Sadly I cannot get any HT blocks here since I live in Canada. I buy the 50 lb bags of Mazuri 6F instead (16% protein, 6% fat).

There are all sorts of debates going on about lower protein diets reducing tumour incidence. liver failure when older, etc. I'll let you know once my older girls get to that age...I guess with all the rescues I have we had consider it a small test colony...LOL. then again I also have some spayed females as well as all neutered males. Is that considered cheating?


----------



## RatMom (May 23, 2007)

*Re: Not so sure how I feel about these Harlan Teklad lab blo*

I wasn't even aware you couldn't get it there, but that mazuri is the next best thing though. I bought the 6f before, but my rats wouldn't touch it after eating harlan for some odd reason. I'm definitely tired of tumors though.


----------



## Night (Feb 23, 2007)

*Re: Not so sure how I feel about these Harlan Teklad lab blo*

Are the rats all related? What are their ages? And are they males or females? Intact?


----------



## Forensic (Apr 12, 2007)

*Re: Not so sure how I feel about these Harlan Teklad lab blo*



Night said:


> Are the rats all related? What are their ages? And are they males or females? Intact?


Not to speak for Rachel_Phantom, but I think I recall from her 'meet my rats' thread that they're Momma and kids from an oops litter, all 3 years old, mixed male and female (though I don't know who's got tumors), and the males are neutered, don't know about the femmes?

Has anyone else heard of something like this happening? I don't want to put my boys at risk of anything like that.


----------



## Night (Feb 23, 2007)

*Re: Not so sure how I feel about these Harlan Teklad lab blo*

I thought so. If they females aren't spayed, and those are the ones with tumors, I'd say it's just a coincidence and not at all from the food. Sounds like they all developed mammary tumors. Many, many people swear by HT blocks, and have never had any problems with them.


----------



## lilspaz68 (Feb 24, 2007)

*Re: Not so sure how I feel about these Harlan Teklad lab blo*

If the rats are 3 years old and they have tumours, thats almost "normal", my perfectly healthy 3 year old boy developed an abdominal mass. It sure wasn't sudden in these rats case, since they are 3. The norm is masses at that age and even a lot younger.

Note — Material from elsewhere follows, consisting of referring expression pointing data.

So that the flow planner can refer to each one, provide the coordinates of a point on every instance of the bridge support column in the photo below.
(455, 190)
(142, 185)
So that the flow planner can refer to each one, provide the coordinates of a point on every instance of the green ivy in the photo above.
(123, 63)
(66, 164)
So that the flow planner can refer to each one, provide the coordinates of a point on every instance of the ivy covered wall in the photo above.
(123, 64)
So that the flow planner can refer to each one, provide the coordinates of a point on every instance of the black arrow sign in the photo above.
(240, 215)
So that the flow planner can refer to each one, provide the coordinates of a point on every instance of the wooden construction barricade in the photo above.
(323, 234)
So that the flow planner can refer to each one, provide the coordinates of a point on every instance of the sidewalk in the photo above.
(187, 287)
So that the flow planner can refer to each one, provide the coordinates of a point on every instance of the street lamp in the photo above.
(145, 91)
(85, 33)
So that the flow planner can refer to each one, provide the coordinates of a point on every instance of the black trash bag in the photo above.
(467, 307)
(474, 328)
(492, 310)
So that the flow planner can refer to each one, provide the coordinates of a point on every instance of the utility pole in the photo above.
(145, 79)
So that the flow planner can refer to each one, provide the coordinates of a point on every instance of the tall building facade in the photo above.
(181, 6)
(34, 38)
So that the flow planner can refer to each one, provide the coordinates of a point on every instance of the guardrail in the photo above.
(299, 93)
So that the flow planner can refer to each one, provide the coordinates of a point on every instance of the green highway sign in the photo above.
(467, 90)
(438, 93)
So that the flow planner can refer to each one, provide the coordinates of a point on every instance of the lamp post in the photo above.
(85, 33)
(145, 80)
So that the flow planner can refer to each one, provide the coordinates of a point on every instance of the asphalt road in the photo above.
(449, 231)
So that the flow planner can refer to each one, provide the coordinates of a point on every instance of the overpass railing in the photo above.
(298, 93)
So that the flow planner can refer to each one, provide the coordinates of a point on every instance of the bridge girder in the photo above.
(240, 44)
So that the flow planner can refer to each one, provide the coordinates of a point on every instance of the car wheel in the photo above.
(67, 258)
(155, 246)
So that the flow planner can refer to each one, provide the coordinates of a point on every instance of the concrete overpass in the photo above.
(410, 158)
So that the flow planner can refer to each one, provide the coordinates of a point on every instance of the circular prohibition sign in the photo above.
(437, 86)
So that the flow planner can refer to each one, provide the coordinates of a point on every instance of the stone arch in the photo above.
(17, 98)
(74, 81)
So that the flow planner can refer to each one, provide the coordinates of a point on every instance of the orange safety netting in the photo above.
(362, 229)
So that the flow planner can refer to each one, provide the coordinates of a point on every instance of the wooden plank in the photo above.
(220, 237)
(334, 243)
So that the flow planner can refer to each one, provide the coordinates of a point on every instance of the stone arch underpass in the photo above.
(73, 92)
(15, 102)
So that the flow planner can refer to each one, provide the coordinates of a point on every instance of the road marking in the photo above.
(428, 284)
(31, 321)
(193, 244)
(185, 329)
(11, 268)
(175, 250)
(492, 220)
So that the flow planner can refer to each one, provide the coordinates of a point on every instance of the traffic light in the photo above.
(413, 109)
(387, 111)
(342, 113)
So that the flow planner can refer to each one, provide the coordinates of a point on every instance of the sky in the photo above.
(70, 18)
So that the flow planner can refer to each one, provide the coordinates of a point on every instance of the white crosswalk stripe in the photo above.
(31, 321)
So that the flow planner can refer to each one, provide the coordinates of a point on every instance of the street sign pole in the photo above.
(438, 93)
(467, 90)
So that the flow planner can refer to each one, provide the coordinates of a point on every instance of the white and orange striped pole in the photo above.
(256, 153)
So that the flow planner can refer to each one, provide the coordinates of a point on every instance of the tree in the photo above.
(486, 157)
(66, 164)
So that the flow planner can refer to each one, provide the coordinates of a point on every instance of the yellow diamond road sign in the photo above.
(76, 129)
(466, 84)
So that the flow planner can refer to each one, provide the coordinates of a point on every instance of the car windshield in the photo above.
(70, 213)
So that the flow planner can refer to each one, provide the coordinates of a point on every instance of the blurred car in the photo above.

If I had known the ages that would've made the HT component a moot fact.


----------



## RatMom (May 23, 2007)

*Re: Not so sure how I feel about these Harlan Teklad lab blo*

Esp if they are related I rescued a mom and her babies a couple years ago and 4 of the girls got tumors all in the same place so it's possible.


----------



## Rachel-Phantom (Apr 18, 2007)

*Re: Not so sure how I feel about these Harlan Teklad lab blo*

Yes all my rats are over three years old. Yes, that is a contributing factor, but NO I don't think thats all that has caused the tumors. I have seven females, and one neutered male. Annie (the mom), Lady T, Junior, & Patches (male) have all had tumors prior to getting the HT lab blocks. All have been removed from them in about 7 different surgeries, some with multiple tumors. The four who have tumors now are: Cowbaby, Diamond, Dora, & Lady X, NONE of which have had tumors earlier in life before these new lab blocks. They are on a whole grain, natural diet of oats and other assorted grains which I mix myself. I think its a little more than coincidence. Considering the tumors are all in the same place on all four rats who have NEVER had tumors before, its not coincidence. Articles don't make a difference. I don't believe statistics, because according to them my rats should be dead cold since they are pet store/oops litter rats. You people can say what you want but that doesn't change the fact that I now have four babies on the down hill slope because of these tumors. Diamond is becoming paralyzed and its only a matter of time. These four beautiful girls have been in peak condition up to the point of these tumors. I'm choosing not to get these tumors operated on because of their age and I would hate to loose them instantly because of a simple procedure, rather than letting them live as long as possible with the tumor. Sorry if I don't feel quite so happy about this rat food.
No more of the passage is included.